A popular Virginia teen, Madison Small, died suddenly after complaining of a headache. The teen was taken to the hospital Monday night, but by Tuesday morning she was pronounced dead. The mysterious death left Madison’s family grieving and confused at how their daughter, who was the “picture of health” could pass away so suddenly without warning. However, yesterday health officials announced an official cause for the teen’s untimely death, meningococcal meningitis.
Fox DC reports that the mysterious death of Madison Small has been confirmed as a case of meningococcal meningitis by the Loudoun County Health Department. The health officials say that Madison suffered from a case of meningitis, which results in the tissues that protect the spinal cord and brain to become infected. According to the CDC, meningococcal meningitis is caused by the bacteria Neisseria meningitidis, also known as Meningococcus bacteria. It is noted that Meningococcus bacteria are spread through the exchange of respiratory and throat secretions like spit. This means the bacteria can be spread through sharing drinks, kissing or living in close quarters. Despite the fact that Madison was diagnosed with bacterial meningitis, health officials say there is no meningitis outbreak concerns.
However, health officials say they are monitoring individuals who were in close contact with Madison.
“Our thoughts are with the family during this very difficult time.
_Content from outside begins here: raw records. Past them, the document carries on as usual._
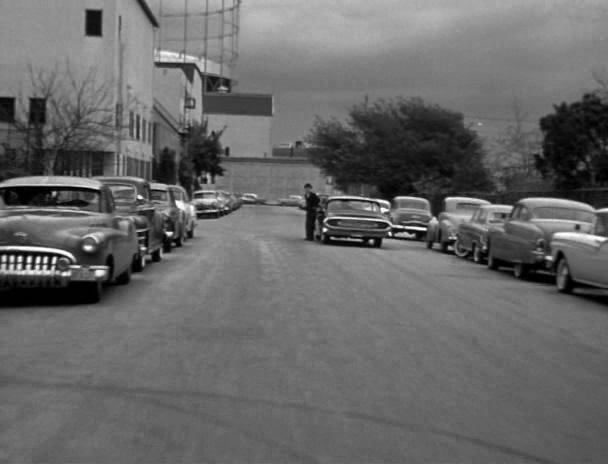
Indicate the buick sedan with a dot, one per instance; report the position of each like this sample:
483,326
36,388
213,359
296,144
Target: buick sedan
524,241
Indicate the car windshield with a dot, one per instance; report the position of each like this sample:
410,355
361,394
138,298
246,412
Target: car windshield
354,205
497,217
562,214
411,203
123,193
160,196
204,195
51,197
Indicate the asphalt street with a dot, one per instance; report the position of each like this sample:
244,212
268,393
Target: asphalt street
252,345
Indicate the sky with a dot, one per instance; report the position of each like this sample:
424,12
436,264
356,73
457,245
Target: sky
319,57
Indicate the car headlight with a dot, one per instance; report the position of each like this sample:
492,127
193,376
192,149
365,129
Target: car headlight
90,244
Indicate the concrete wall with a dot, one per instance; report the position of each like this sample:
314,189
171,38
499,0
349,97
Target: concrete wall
247,136
271,178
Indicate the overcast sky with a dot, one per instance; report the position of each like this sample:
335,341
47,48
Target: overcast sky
474,56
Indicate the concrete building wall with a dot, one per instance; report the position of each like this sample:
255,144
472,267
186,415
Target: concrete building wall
271,178
246,136
49,34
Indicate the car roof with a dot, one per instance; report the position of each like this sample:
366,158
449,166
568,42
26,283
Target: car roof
53,181
537,202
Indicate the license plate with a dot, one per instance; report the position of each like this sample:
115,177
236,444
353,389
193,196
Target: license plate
83,275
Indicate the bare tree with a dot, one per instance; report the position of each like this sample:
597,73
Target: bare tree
66,113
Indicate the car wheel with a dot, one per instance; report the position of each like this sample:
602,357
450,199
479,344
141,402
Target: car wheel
125,277
459,250
139,263
90,292
157,255
493,263
563,279
477,257
520,270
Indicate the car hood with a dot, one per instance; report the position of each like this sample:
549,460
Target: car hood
46,228
551,226
410,213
The Health Department is evaluating all of the reports that we received to identify whether anyone is at an increased risk of infection.”
The Loudoun County schools spokesman Wayde Byard told the Washington Post that there is no reason to fear a meningitis outbreak in the school. However, the Broad Run High School has taken precautionary measures to ensure student’s safety such as disinfecting student lockers twice.
The death of the seemingly healthy teen has left many in the community grieving. Madison’s father Tim Small says that his daughter was the “picture of health” of the weekend and that she did not even begin to feel ill until Monday morning. Little did he know she would die less than 24 hours after her symptoms first appeared.
Symptoms for meningitis include severe headache, fever, chills, stiff neck, nausea, vomiting and sensitivity to light. Meningococcal meningitis can be treated with antibiotics if discovered early enough. However, as is evident by Madison’s quick passing, medical treatment is needed immediately.
On Tuesday night a vigil was held for Madison Small at the Broad Run High School where she was a promising softball player. The school says that 400 to 500 people came to the vigil where Madison’s father spoke to those in the crowd.